The working electrode of the desired toluene sensor probe was constructed with GCE coated by a thin uniform layer of wet-chemically prepared ZnO/MgO/Cr₂O₃ NFs. The required binding strength between the thin films of ZnO/MgO/Cr₂O₃ NFs and GCE was increased by the addition of Nafion adhesive. Due to the conductive nature of Nafion, it improves the conductance and electron transfer rate of the sensor reported previously.^52,53 In the electrochemical (I–V) analysis using the assembled sensor probe, the current density was measured on the surface of a thin film of ZnO/MgO/Cr₂O₃ NFs/GCE, and the holding time in the electrometer was set to 1 s as a constant throughout the experiment. To assess the selectivity of the sensor with the ZnO/MgO/Cr₂O₃ NFs/GCE electrode, the various environmental toxins with a concentration of 0.1 μM were analyzed at pH 7.0 in a potential range of 0 to +1.5 V. The resultant electrochemical responses of 2-acetylpyridin, M-xylol, 3-methylaniline, zimtaldehyde, 1,4-dioxane, toluene, chlorobenzene, hydroquinone, and paracetamol are presented in Fig. 6(a). Compared to the analyzed chemicals, toluene exhibited the uppermost electrochemical (I–V) response. According to the mechanism of the reaction (ix)–(xi), electrons are released in the aqueous system due to the oxidation of toluene on the surface of the ZnO/MgO/Cr₂O₃ NFs/GCE, which improved and enhanced the current responses against the potential during the electrochemical measurement. As the highest I–V response is obtained from toluene, it is then considered as the selective analyte for the sensor probe.

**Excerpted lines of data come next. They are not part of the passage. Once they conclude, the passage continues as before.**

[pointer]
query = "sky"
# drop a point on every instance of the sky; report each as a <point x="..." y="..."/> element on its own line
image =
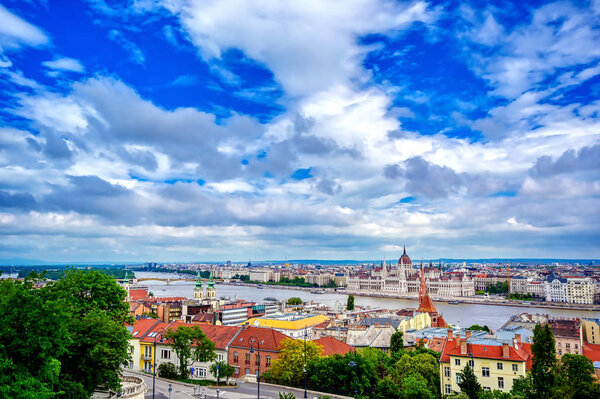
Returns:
<point x="188" y="130"/>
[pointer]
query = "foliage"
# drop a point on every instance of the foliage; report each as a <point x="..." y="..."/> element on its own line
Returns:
<point x="288" y="368"/>
<point x="468" y="382"/>
<point x="225" y="371"/>
<point x="190" y="344"/>
<point x="396" y="343"/>
<point x="477" y="327"/>
<point x="72" y="341"/>
<point x="543" y="370"/>
<point x="350" y="302"/>
<point x="294" y="301"/>
<point x="167" y="370"/>
<point x="498" y="288"/>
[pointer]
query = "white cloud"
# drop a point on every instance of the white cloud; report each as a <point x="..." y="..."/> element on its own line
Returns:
<point x="65" y="64"/>
<point x="15" y="31"/>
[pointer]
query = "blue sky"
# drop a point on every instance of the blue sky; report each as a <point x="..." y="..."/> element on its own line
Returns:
<point x="174" y="130"/>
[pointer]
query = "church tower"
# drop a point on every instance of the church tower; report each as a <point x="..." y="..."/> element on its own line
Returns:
<point x="211" y="291"/>
<point x="198" y="289"/>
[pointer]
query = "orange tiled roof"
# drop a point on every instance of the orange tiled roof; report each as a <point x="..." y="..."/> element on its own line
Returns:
<point x="137" y="294"/>
<point x="522" y="353"/>
<point x="332" y="346"/>
<point x="268" y="338"/>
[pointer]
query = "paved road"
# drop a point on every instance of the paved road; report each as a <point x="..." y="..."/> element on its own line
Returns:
<point x="244" y="390"/>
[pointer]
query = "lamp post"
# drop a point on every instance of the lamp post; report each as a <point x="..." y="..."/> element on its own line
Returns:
<point x="353" y="364"/>
<point x="305" y="371"/>
<point x="253" y="340"/>
<point x="154" y="363"/>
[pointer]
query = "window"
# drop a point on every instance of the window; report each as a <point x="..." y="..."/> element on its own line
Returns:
<point x="200" y="372"/>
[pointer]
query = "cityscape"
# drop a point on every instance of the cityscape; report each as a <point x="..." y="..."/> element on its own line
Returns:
<point x="278" y="199"/>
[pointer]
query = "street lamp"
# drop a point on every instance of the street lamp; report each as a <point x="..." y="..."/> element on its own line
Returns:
<point x="253" y="340"/>
<point x="305" y="371"/>
<point x="154" y="363"/>
<point x="353" y="364"/>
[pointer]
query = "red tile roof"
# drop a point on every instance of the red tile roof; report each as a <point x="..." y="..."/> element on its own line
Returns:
<point x="332" y="346"/>
<point x="592" y="352"/>
<point x="268" y="338"/>
<point x="520" y="353"/>
<point x="142" y="327"/>
<point x="137" y="294"/>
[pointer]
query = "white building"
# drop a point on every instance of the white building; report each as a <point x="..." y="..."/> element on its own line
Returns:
<point x="404" y="279"/>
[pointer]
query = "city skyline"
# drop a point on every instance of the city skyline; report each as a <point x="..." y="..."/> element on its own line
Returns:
<point x="177" y="130"/>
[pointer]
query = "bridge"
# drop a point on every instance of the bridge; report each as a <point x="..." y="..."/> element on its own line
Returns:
<point x="164" y="280"/>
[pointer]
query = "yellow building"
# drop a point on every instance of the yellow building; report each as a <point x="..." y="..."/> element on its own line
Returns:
<point x="496" y="364"/>
<point x="291" y="324"/>
<point x="590" y="329"/>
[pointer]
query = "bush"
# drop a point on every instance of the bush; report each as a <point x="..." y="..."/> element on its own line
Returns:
<point x="167" y="370"/>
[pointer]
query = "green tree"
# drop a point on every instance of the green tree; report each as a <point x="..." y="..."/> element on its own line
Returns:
<point x="190" y="344"/>
<point x="225" y="371"/>
<point x="294" y="301"/>
<point x="468" y="382"/>
<point x="167" y="370"/>
<point x="350" y="303"/>
<point x="289" y="366"/>
<point x="543" y="370"/>
<point x="99" y="340"/>
<point x="396" y="343"/>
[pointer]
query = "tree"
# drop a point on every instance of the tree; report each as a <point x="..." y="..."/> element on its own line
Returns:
<point x="350" y="303"/>
<point x="468" y="382"/>
<point x="190" y="344"/>
<point x="396" y="343"/>
<point x="225" y="371"/>
<point x="167" y="370"/>
<point x="288" y="369"/>
<point x="98" y="339"/>
<point x="543" y="370"/>
<point x="294" y="301"/>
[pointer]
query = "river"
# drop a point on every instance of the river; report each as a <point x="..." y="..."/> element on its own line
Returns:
<point x="494" y="316"/>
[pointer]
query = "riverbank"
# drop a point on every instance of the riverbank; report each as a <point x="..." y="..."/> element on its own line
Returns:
<point x="450" y="301"/>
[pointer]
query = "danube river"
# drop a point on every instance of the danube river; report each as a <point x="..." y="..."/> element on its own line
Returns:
<point x="464" y="315"/>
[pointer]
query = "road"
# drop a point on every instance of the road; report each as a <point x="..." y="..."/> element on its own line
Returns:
<point x="244" y="390"/>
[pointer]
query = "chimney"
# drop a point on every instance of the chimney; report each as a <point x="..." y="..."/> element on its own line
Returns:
<point x="505" y="350"/>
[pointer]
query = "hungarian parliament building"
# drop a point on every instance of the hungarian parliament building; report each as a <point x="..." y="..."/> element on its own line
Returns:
<point x="404" y="280"/>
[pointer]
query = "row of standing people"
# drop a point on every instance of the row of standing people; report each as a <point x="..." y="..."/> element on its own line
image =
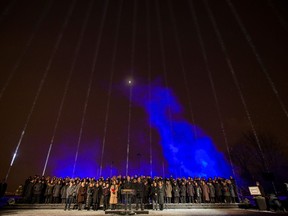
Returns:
<point x="94" y="192"/>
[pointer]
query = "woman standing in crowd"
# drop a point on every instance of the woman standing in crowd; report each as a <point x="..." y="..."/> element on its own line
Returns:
<point x="113" y="195"/>
<point x="81" y="195"/>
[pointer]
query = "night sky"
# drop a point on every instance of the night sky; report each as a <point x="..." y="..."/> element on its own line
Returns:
<point x="66" y="65"/>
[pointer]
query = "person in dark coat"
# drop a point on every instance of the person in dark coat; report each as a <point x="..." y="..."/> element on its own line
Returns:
<point x="28" y="192"/>
<point x="161" y="194"/>
<point x="205" y="192"/>
<point x="70" y="193"/>
<point x="49" y="192"/>
<point x="183" y="192"/>
<point x="89" y="199"/>
<point x="81" y="196"/>
<point x="56" y="192"/>
<point x="106" y="195"/>
<point x="96" y="196"/>
<point x="128" y="199"/>
<point x="190" y="192"/>
<point x="176" y="192"/>
<point x="232" y="191"/>
<point x="37" y="190"/>
<point x="212" y="192"/>
<point x="139" y="189"/>
<point x="3" y="188"/>
<point x="63" y="192"/>
<point x="154" y="195"/>
<point x="218" y="192"/>
<point x="198" y="193"/>
<point x="146" y="192"/>
<point x="226" y="193"/>
<point x="168" y="192"/>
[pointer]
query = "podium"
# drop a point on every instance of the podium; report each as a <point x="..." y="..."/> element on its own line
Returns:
<point x="128" y="191"/>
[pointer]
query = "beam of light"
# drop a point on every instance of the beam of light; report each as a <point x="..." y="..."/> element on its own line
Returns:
<point x="134" y="25"/>
<point x="76" y="53"/>
<point x="187" y="155"/>
<point x="93" y="68"/>
<point x="14" y="156"/>
<point x="112" y="71"/>
<point x="257" y="56"/>
<point x="235" y="79"/>
<point x="211" y="80"/>
<point x="45" y="74"/>
<point x="27" y="45"/>
<point x="149" y="80"/>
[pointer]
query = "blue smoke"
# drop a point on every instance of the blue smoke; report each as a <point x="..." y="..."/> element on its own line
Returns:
<point x="186" y="148"/>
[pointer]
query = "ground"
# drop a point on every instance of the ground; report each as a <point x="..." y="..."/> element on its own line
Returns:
<point x="52" y="212"/>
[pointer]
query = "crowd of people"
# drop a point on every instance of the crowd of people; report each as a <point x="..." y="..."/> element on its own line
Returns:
<point x="90" y="193"/>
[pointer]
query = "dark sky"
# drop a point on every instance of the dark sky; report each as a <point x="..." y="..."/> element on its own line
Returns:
<point x="50" y="50"/>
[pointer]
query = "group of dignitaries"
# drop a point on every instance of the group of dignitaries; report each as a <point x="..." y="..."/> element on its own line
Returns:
<point x="91" y="193"/>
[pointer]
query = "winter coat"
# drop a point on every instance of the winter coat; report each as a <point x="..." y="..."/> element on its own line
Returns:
<point x="81" y="196"/>
<point x="161" y="193"/>
<point x="176" y="190"/>
<point x="113" y="194"/>
<point x="57" y="190"/>
<point x="225" y="191"/>
<point x="70" y="191"/>
<point x="190" y="190"/>
<point x="139" y="188"/>
<point x="63" y="191"/>
<point x="168" y="190"/>
<point x="37" y="188"/>
<point x="218" y="190"/>
<point x="198" y="191"/>
<point x="49" y="189"/>
<point x="212" y="190"/>
<point x="183" y="190"/>
<point x="205" y="192"/>
<point x="231" y="190"/>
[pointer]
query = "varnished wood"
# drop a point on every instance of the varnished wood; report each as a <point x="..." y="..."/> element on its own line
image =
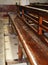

Fig. 6 Optimization of the chemical sensor analytical performances of the ZnO/MgO/Cr₂O₃ NFs/GCE sensor probe, (a) selectivity assessment with analyte concentration of 0.1 μM, (b) pH optimization at 0.1 μM toluene, (c) electrochemical responses to toluene concentration, and (d) exploration of the calibration curve [inset: log(toluene-conc.) vs. current].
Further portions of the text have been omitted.